L'incurabilité comme problème politique
L'incurabilité est rapidement devenue un problème politique. À Lyon, la municipalité et le conseil général ont tenté de construire ensemble un hôtel des Invalides, finalement réalisé par la ville en 1906. Cependant, dès sa création, ses gestionnaires ont redouté que ses capacités soient insuffisantes et ont décidé d'en exclure les chroniques et les tuberculeux.
L'évolution de la notion d'invalide
La liste des personnes admises à l'hôtel des Invalides montre l'extension de la notion d'invalide dans la deuxième moitié du siècle. Outre les infirmités "classiques" (cécité, surdité), elle inclut les états généraux dégradés, les handicaps moteurs et les affections chirurgicales et médicales dégénérées.
Les Avancées Scientifiques et les Dilemmes Éthiques
La théorie de la génération spontanée
La théorie de la génération spontanée, qui existait depuis l'Antiquité, a été réfutée par les expériences de Francesco Redi et Louis Pasteur. Pasteur a montré que les micro-organismes viennent de l'air et qu'ils sont tués par l'ébullition, ouvrant la voie à la microbiologie moderne et à l'asepsie.
Le traitement de la folie
Le traitement de la folie a connu de nombreuses évolutions au cours de l'histoire. Au Moyen Âge, la folie n'était pas considérée comme une maladie et était traitée par des purges. À l'époque moderne, elle était perçue comme un mécanisme défectueux et traitée par des méthodes telles que le "bain surprise" et le fauteuil giratoire. La fin du XVIIIe siècle a marqué le début de la médicalisation de la folie, avec Philippe Pinel qui a préconisé l'observation, l'écoute et la classification des maladies mentales.
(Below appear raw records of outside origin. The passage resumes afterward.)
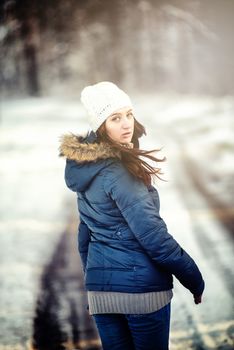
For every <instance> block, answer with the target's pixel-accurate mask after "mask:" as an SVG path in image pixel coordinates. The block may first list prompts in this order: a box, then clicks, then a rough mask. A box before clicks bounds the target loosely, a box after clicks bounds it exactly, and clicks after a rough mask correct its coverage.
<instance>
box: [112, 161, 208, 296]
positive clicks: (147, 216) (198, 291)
mask: <svg viewBox="0 0 234 350" xmlns="http://www.w3.org/2000/svg"><path fill="white" fill-rule="evenodd" d="M119 168H120V169H121V170H119ZM105 191H106V193H107V195H109V196H110V197H111V198H112V200H114V201H115V202H116V205H117V206H118V208H119V210H120V211H121V213H122V215H123V217H124V219H125V220H126V222H127V224H128V225H129V228H130V229H131V231H132V232H133V234H134V235H135V237H136V239H137V240H138V241H139V243H140V244H141V246H142V247H143V249H144V250H145V251H146V253H147V254H148V255H149V256H150V257H151V259H152V260H153V261H154V262H155V263H156V264H157V265H159V266H160V267H161V268H163V269H165V270H167V271H168V272H170V273H172V274H173V275H175V277H176V278H177V279H178V280H179V281H180V282H181V283H182V285H183V286H184V287H186V288H187V289H189V290H190V292H191V293H192V294H194V295H201V294H202V292H203V290H204V281H203V279H202V275H201V273H200V271H199V269H198V267H197V265H196V263H195V262H194V260H193V259H192V258H191V257H190V256H189V255H188V254H187V253H186V251H185V250H184V249H182V248H181V246H180V245H179V244H178V243H177V241H176V240H175V239H174V238H173V237H172V236H171V235H170V234H169V233H168V230H167V226H166V224H165V222H164V220H163V219H162V218H161V217H160V215H159V208H157V207H156V206H155V202H154V201H153V199H152V196H151V195H150V194H149V192H148V189H147V187H146V186H145V185H144V184H143V183H142V182H141V181H140V180H137V179H136V178H135V177H133V176H132V175H131V174H130V173H129V172H128V171H127V170H126V169H123V167H122V166H119V167H118V168H117V167H116V168H114V167H112V169H109V173H107V174H106V181H105Z"/></svg>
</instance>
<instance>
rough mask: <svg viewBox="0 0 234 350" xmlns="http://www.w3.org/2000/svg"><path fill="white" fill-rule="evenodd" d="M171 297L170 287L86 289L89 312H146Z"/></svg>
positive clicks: (91, 314) (146, 312)
mask: <svg viewBox="0 0 234 350" xmlns="http://www.w3.org/2000/svg"><path fill="white" fill-rule="evenodd" d="M172 297H173V292H172V290H171V289H170V290H166V291H161V292H148V293H120V292H96V291H95V292H94V291H88V303H89V313H90V315H94V314H103V313H104V314H105V313H121V314H146V313H151V312H155V311H157V310H159V309H161V308H162V307H164V306H165V305H167V304H168V303H169V302H170V301H171V299H172Z"/></svg>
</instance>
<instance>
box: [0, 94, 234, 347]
mask: <svg viewBox="0 0 234 350" xmlns="http://www.w3.org/2000/svg"><path fill="white" fill-rule="evenodd" d="M133 100H134V102H135V106H136V108H135V109H136V117H137V119H139V121H140V122H142V123H143V124H144V125H145V126H146V128H147V131H148V136H149V137H148V138H145V139H143V140H142V145H143V147H145V148H151V149H152V148H155V147H164V148H163V150H162V152H161V153H162V155H166V156H167V157H168V162H167V163H166V164H165V165H163V170H164V172H165V178H167V179H168V180H169V182H168V183H157V185H158V186H159V187H160V193H161V194H162V198H161V202H162V212H164V214H165V216H166V218H168V220H169V227H170V228H172V229H175V233H176V234H178V236H179V238H180V242H181V240H182V242H181V243H182V244H183V243H184V244H185V247H186V248H187V247H188V248H189V247H191V246H192V247H193V250H194V254H195V258H196V257H198V258H199V260H201V261H202V253H201V252H200V250H199V249H200V248H199V247H198V246H197V245H196V242H195V243H194V242H193V240H194V239H193V238H191V237H190V238H188V236H187V234H186V232H188V231H190V230H191V227H190V226H191V222H190V221H189V220H190V219H189V218H188V214H187V212H186V208H185V207H184V206H183V205H182V204H181V203H180V202H179V201H180V200H181V198H179V199H178V194H176V190H175V183H174V182H173V177H174V176H175V171H174V172H170V169H169V165H170V162H171V163H172V160H173V158H174V156H177V155H178V153H181V152H182V153H183V152H184V153H185V154H186V157H189V159H191V160H192V162H193V164H195V166H196V167H197V171H198V174H199V176H201V177H202V179H203V182H204V184H205V186H206V187H207V188H208V189H209V191H211V192H212V193H213V194H214V195H215V196H217V197H218V198H220V199H221V200H222V201H223V202H225V203H226V204H227V205H228V206H232V207H233V174H234V161H233V160H234V159H233V158H234V155H233V148H234V128H233V126H234V125H233V124H234V119H233V117H232V114H233V112H234V98H233V97H225V98H212V97H202V98H200V97H194V96H135V98H133ZM0 122H1V124H0V153H1V168H0V177H1V182H0V183H1V185H0V186H1V204H0V216H1V222H0V247H1V257H0V259H1V267H0V279H1V299H0V329H1V332H2V336H1V341H0V345H4V344H5V345H7V344H9V345H10V344H25V342H26V341H27V340H28V339H30V337H31V332H32V317H33V314H34V307H35V301H36V298H37V295H38V289H39V287H40V286H39V283H40V277H41V273H42V271H43V267H44V266H45V264H46V263H47V262H48V261H49V260H50V257H51V254H52V252H53V250H54V248H55V245H56V244H57V242H58V241H59V239H60V237H61V234H62V232H63V230H64V228H65V226H66V223H67V220H68V216H69V209H70V203H74V201H75V197H74V194H73V193H70V191H68V190H67V189H66V187H65V184H64V180H63V171H64V160H63V159H61V158H59V157H58V146H59V136H60V135H61V134H63V133H66V132H74V133H84V132H85V131H86V130H87V128H88V125H87V123H86V121H85V112H84V110H83V108H82V107H81V105H80V104H79V102H78V101H74V100H72V101H71V100H62V99H60V100H57V99H54V98H38V99H23V100H15V101H5V102H2V105H1V120H0ZM175 145H176V147H175ZM168 164H169V165H168ZM175 202H176V210H177V213H178V215H177V216H175V215H171V213H172V212H173V213H174V214H175V209H174V208H175ZM181 215H182V216H181ZM180 219H182V220H183V221H184V223H183V229H182V230H179V231H178V224H179V222H180ZM216 237H218V235H217V236H216ZM225 237H226V236H225ZM195 241H196V239H195ZM219 242H220V241H219ZM224 246H225V245H224ZM228 254H230V251H229V252H228ZM228 254H227V257H228V256H229V255H228ZM201 265H202V267H203V263H201ZM208 272H209V271H207V272H206V274H208ZM213 283H214V284H215V281H212V285H213ZM225 293H226V291H225V290H224V292H223V294H222V295H223V296H224V297H225V296H226V294H225ZM229 297H230V296H229ZM229 297H228V296H227V298H229ZM227 298H226V300H227V303H226V304H225V307H224V308H223V314H224V313H225V312H226V311H225V310H226V309H227V308H228V302H229V299H227ZM222 300H224V299H223V298H222ZM197 315H198V314H197ZM197 317H200V318H202V316H201V314H200V316H197ZM200 318H199V319H200ZM228 319H230V315H229V316H228ZM173 327H174V329H175V330H176V327H175V326H173ZM1 343H2V344H1Z"/></svg>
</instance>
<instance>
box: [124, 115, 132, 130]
mask: <svg viewBox="0 0 234 350" xmlns="http://www.w3.org/2000/svg"><path fill="white" fill-rule="evenodd" d="M122 121H123V122H122V128H123V129H130V128H131V125H132V121H131V120H129V119H128V118H127V117H126V116H125V117H124V118H123V119H122Z"/></svg>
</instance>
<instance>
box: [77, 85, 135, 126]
mask: <svg viewBox="0 0 234 350" xmlns="http://www.w3.org/2000/svg"><path fill="white" fill-rule="evenodd" d="M81 102H82V103H83V105H84V107H85V108H86V110H87V111H88V114H89V116H90V120H89V124H90V126H91V128H92V130H93V131H94V132H96V131H97V129H98V128H99V127H100V126H101V125H102V123H103V122H104V121H105V120H106V118H108V117H109V116H110V115H111V114H112V113H114V112H115V111H117V110H118V109H119V108H123V107H132V102H131V100H130V98H129V96H128V95H127V94H126V93H125V92H124V91H123V90H121V89H119V88H118V86H117V85H115V84H113V83H111V82H109V81H102V82H100V83H97V84H94V85H89V86H86V87H85V88H84V89H83V90H82V91H81Z"/></svg>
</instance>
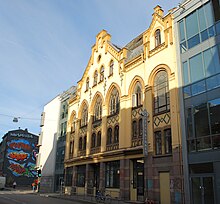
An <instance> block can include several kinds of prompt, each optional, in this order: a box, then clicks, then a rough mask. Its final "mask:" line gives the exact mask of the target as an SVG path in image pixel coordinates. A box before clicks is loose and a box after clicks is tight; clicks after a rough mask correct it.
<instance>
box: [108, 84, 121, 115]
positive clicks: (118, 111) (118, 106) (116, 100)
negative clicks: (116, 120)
mask: <svg viewBox="0 0 220 204" xmlns="http://www.w3.org/2000/svg"><path fill="white" fill-rule="evenodd" d="M119 108H120V101H119V93H118V90H117V89H116V88H114V89H113V91H112V93H111V96H110V103H109V115H114V114H116V113H119Z"/></svg>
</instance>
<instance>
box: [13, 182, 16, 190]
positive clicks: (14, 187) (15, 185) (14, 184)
mask: <svg viewBox="0 0 220 204" xmlns="http://www.w3.org/2000/svg"><path fill="white" fill-rule="evenodd" d="M16 186H17V183H16V181H14V182H13V188H14V189H15V188H16Z"/></svg>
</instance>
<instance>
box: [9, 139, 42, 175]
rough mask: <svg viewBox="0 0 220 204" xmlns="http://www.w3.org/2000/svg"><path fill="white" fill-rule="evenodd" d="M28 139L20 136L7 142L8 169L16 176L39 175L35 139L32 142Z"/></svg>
mask: <svg viewBox="0 0 220 204" xmlns="http://www.w3.org/2000/svg"><path fill="white" fill-rule="evenodd" d="M28 139H30V138H28ZM28 139H20V138H19V139H12V140H10V141H8V142H7V146H8V149H7V154H6V157H7V159H8V162H9V166H8V169H9V170H10V172H11V174H13V175H14V176H15V177H21V176H25V177H28V178H34V177H36V176H37V172H36V170H35V163H36V156H37V153H38V150H37V148H36V144H35V143H33V142H34V141H32V143H31V141H28Z"/></svg>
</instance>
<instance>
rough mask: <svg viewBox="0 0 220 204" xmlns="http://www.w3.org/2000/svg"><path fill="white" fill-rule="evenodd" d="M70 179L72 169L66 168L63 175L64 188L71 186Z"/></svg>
mask: <svg viewBox="0 0 220 204" xmlns="http://www.w3.org/2000/svg"><path fill="white" fill-rule="evenodd" d="M72 178H73V167H67V168H66V174H65V185H66V186H72Z"/></svg>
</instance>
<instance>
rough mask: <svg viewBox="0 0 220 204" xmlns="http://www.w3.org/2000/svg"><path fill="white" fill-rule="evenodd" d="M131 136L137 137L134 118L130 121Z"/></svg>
mask: <svg viewBox="0 0 220 204" xmlns="http://www.w3.org/2000/svg"><path fill="white" fill-rule="evenodd" d="M132 137H133V138H136V137H137V122H136V120H134V121H133V122H132Z"/></svg>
La découverte des rayons X et du radium
La découverte des rayons X par Wilhelm Röntgen en 1895 a révolutionné la médecine, permettant de visualiser les os et les organes internes. Marie et Pierre Curie ont découvert le radium, un élément radioactif aux propriétés remarquables. Le radium a été utilisé dans le traitement du cancer, des névrites et des dermites, mais ses effets nocifs ont été rapidement reconnus.
Les dangers de la radioactivité
L'utilisation du radium a conduit à des effets secondaires graves, tels que des brûlures, la stérilité, des cancers et des leucémies. Les "Radium Girls", des ouvrières exposées au radium dans les usines de cadrans lumineux, ont subi de graves conséquences pour leur santé. Les premières normes et règles de protection contre la radioactivité ont été créées en 1928.